Abstract

AbstractFeeding‐current feeding copepods detect and capture prey individually, but the mechanism by which nonmotile prey is detected has been unclear. Early reports that copepods detect phytoplankton prey at distances of one body length or more led to the hypothesis that solutes leaking from the prey would be carried to the copepod by the sheared feeding current and arrive prior to the prey, thus allowing the copepod to adjust the feeding current to bring the prey within reach of the feeding appendages. Many subsequent studies have been interpreted assuming this mechanism, which appears currently to be the main accepted view. Here, we review the observations available in the literature and add our own data to show that in most cases the prey, whether phytoplankton cells or inert particles, has to be within a few prey radii from the setae of the feeding appendages to elicit a capture response.
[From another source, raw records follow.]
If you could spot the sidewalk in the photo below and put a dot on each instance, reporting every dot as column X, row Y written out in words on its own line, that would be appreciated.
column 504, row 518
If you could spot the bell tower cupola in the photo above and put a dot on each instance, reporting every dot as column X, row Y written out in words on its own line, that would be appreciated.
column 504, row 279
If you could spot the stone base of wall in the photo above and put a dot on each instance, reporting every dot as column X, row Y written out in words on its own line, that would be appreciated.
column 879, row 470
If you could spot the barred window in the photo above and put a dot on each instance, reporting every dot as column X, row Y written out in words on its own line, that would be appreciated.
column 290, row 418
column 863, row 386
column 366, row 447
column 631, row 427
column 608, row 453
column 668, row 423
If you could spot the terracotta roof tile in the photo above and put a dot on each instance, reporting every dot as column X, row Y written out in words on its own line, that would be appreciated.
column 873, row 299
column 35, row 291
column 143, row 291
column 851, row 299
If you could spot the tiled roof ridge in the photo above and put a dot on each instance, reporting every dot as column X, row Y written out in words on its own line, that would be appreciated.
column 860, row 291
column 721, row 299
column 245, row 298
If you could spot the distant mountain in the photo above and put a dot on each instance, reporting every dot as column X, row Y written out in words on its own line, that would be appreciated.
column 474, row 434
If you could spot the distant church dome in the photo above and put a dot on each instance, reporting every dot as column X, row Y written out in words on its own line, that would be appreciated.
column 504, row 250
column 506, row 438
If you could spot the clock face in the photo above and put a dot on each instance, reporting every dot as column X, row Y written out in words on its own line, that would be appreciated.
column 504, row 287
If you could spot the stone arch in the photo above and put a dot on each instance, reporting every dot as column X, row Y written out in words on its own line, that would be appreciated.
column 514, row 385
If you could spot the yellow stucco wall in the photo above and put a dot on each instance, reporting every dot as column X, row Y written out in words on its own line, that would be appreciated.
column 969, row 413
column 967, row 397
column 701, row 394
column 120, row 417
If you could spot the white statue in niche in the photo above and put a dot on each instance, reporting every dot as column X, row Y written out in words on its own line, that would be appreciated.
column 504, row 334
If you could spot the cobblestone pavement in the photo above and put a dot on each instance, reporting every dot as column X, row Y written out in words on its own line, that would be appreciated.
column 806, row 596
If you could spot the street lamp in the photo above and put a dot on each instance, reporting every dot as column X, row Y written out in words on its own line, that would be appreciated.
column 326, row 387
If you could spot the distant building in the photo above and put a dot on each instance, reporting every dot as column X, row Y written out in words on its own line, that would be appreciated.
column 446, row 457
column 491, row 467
We further demonstrate that (1) long‐range chemical detection is incompatible with known algal leakage rates and reasonable assumptions of sensitivity, (2) that near‐field chemical detection is constrained by diffusion across the boundary layer of the sensor and takes longer than observed near‐contact times, and (3) that most reported detection distances are well predicted by models of fluid mechanical signal generation and detection. We conclude that near‐field mechanoreception is the common prey detection mode in pelagic copepods. Prey detection distances are thus governed mainly by the reach of the feeding appendages, in contrast to the strong prey size‐dependency implied by remote chemical prey detection.